Editorial: Illinois Supreme Court’s refusal to hear gerrymandering case is a blow to democracy

Last month, we urged Illinois Supreme Court justices to consider state Republicans’ strong arguments against extreme gerrymandering in the Land of Lincoln. To no one’s surprise, on Wednesday the Democratic majority on the high court seized on a technicality to avoid confronting the obvious and refused to hear the GOP’s case.

That leaves intact legislative maps that badly undermine democracy in Illinois. Any reasonable, non-partisan person looking at the facts would arrive at that conclusion. State House districts are so distorted that GOP candidates won 45% of the total vote for the Illinois House of Representatives in 2024 and just 34% of the seats.

That’s plain wrong, and the justices ought to be ashamed.

After multiple failed attempts in the past two decades to get a fair hearing before the Supreme Court, the GOP thought this time might be different. A lawsuit led by House Minority Leader Tony McCombie presented hard data, strong arguments that numerous bizarrely shaped districts violate the state Constitution, and even responded to court decisions in the past that had tossed GOP litigation because it was filed too close to an election.

Nothing doing. 

The court refused to take up this latest case, not based on its merits but because the majority of justices said the plaintiffs waited too long to act. There’s no winning with this bunch, which appears content to oversee a judicial version of Joseph Heller’s Catch-22.

While Illinois’ high court declined to intervene, our neighbors to the north took a different, more encouraging path. Wisconsin’s Supreme Court contest between conservative Brad Schimel and liberal Susan Crawford recently garnered intense national attention as a referendum of sorts on the early months of the Trump administration. Crawford prevailed, which cheered Democrats and worried Republicans.

But even before that contest, Wisconsin’s high court had thrown out the Badger State’s gerrymandered maps, ruling in December 2023 that similarly distorted district boundaries favoring the GOP in that state were unconstitutional.

Equally as important, and to the surprise of many, Wisconsin Gov. Tony Evers in February 2024 compromised with the GOP-run legislature on new maps that are said to slightly favor the Republicans but are far fairer than the districts the court rejected. “Wisconsin, when I promised I wanted fair maps — not maps that are better for one party or another — I damn well meant it,” Evers said.

In Illinois, Gov. JB Pritzker said much the same when he first ran for office in 2019. But he most definitely didn’t mean it. And the Supreme Court has been happy to play along.

“Plaintiffs could have brought their argument years ago,” the majority wrote in an unsigned decision. “Their claim that waiting multiple election cycles is necessary to reveal the effects of redistricting is unpersuasive.”

That’s the court’s take. To us, the proof is undeniable. Illinois’ political maps don’t yield results that represent the will of the people. The justices missed a golden opportunity to emulate our neighbors to the north and instead have left too many voters dispirited and feeling like nothing can ever change.

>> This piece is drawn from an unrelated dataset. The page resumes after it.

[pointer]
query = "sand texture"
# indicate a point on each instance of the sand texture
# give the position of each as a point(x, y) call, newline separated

As lawmakers in Wisconsin and Illinois have demonstrated, partisan gerrymandering is a bipartisan pursuit when the party in power has carte blanche to pick its own voters. When that happens, the judiciary — an equal branch of government — is tasked with upholding the Constitution, not aiding and abetting its partisan friends.

Illinois’ Supreme Court justices failed that most basic test.

Nationally, the Democratic Party in November failed to connect with independent and centrist voters who usually determine the outcome of elections in a relatively evenly divided country. Democratic hegemony in Illinois hasn’t produced a thriving state; to the contrary, Illinois isn’t growing, and its economic performance lags the nation as a whole.

A political party that has no fear of losing power too often is a political party that refuses to entertain new ideas or reconsider its own orthodoxies.

The path to Democratic renewal is not through disenfranchising voters. This was a highly unfortunate missed opportunity.